Il chassa ses mauvaises pensées mais l'horloge de la cuisine semblait le narguer et lui rappeler que le temps passait. Il n'était que neuf heures mais ça semblait déjà être la fin de la journée. Ils y étaient, à ce fameux jour tant redouté, celui de son départ, celui des au revoirs et il détestait ça. Alors il se gifla mentalement pour repousser le moment où il devrait se quitter sur le pas de sa porte.

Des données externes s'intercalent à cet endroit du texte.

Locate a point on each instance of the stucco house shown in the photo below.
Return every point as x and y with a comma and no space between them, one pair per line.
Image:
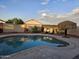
47,27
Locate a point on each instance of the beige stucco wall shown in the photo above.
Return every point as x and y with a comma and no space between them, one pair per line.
32,23
74,31
51,28
12,28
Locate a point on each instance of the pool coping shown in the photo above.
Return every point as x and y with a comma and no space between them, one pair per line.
72,46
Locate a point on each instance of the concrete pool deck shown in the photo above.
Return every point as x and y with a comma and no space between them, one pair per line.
46,52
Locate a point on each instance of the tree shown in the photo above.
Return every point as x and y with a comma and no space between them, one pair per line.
66,25
15,21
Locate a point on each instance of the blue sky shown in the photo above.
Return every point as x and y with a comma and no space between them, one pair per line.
26,9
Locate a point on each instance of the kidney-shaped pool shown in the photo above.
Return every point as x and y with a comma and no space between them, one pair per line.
13,44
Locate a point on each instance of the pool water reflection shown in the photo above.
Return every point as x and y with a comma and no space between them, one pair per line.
13,44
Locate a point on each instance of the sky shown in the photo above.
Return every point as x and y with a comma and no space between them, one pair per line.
27,9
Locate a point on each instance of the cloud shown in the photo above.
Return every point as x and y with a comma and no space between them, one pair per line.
76,10
57,18
2,6
45,2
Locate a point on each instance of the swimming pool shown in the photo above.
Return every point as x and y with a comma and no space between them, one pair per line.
16,43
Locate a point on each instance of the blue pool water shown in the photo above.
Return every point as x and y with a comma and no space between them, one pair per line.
13,44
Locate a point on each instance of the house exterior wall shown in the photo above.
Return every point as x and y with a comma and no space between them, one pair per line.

Le petit déjeuné se passa dans une bonne ambiance malgré que leurs regards en disaient long sur leur état d'esprit. Daiki se proposa de faire la vaisselle pour qu'il puisse commencer à préparer ses valises. Il le laissa faire et commença par la salle de bain. L'appartement appartenait à son père et il pouvait se permettre de laisser ses biens ici, sans avoir à tout mettre dans des cartons bien que sa maniaquerie le poussait à le faire pour que rien ne prenne trop la poussière en son absence. C'était au moins le côté positif de la chose. Il prendrait moins de temps avec l'emballage de ses affaires. Il n'avait pas à emmener grand-chose, mais il était du genre à vérifier plusieurs fois qu'il n'avait rien oublié. Le pire dans tout ça, c'est que sa maniaquerie le pousserait à faire le ménage deux fois plus qu'en temps normal, juste pour laisser le logement dans un état de propreté extrême.

Il se dirigea vers la salle de bain, attrapa sa trousse de toilette et bien vite, les placards se virent débarrasser de ses produits, de ses serviettes. Il en profita pour laver de fond en comble la salle d'eau pour la laisser dans un état irréprochable. Une fois fait, il se dirigea vers sa chambre et ouvrit une valise qu'il déposa à ses pieds, grande ouverte. Il la contempla un instant puis repoussa un peu ce moment.

Il s'activa dans sa chambre et commença par retirer les draps pour faire une dernière lessive tandis que son homme s'occupait de la cuisine.

Il vida ses tiroirs, ses étagères de vêtements, ajouta dans son sac quelques photos que Kuroko lui avait laissé. Puis en relevant les yeux, la vue de sa chambre laissa place à un vide qui le remua. Il était assis à même le sol, sa valise ouverte dont les piles de vêtements reposaient désormais. Son regard était braqué sur les planches désormais nu et son cœur se serra instantanément. C'était étrange de laisser tout ça dernière lui, ça lui rappelait son arrivé au Japon, il y'a deux ans de ça. Ce moment où il avait posé ses valises, tout seul à l'autre bout du monde. Il s'était sentit comme en cet instant, peu sûre de lui et stressé.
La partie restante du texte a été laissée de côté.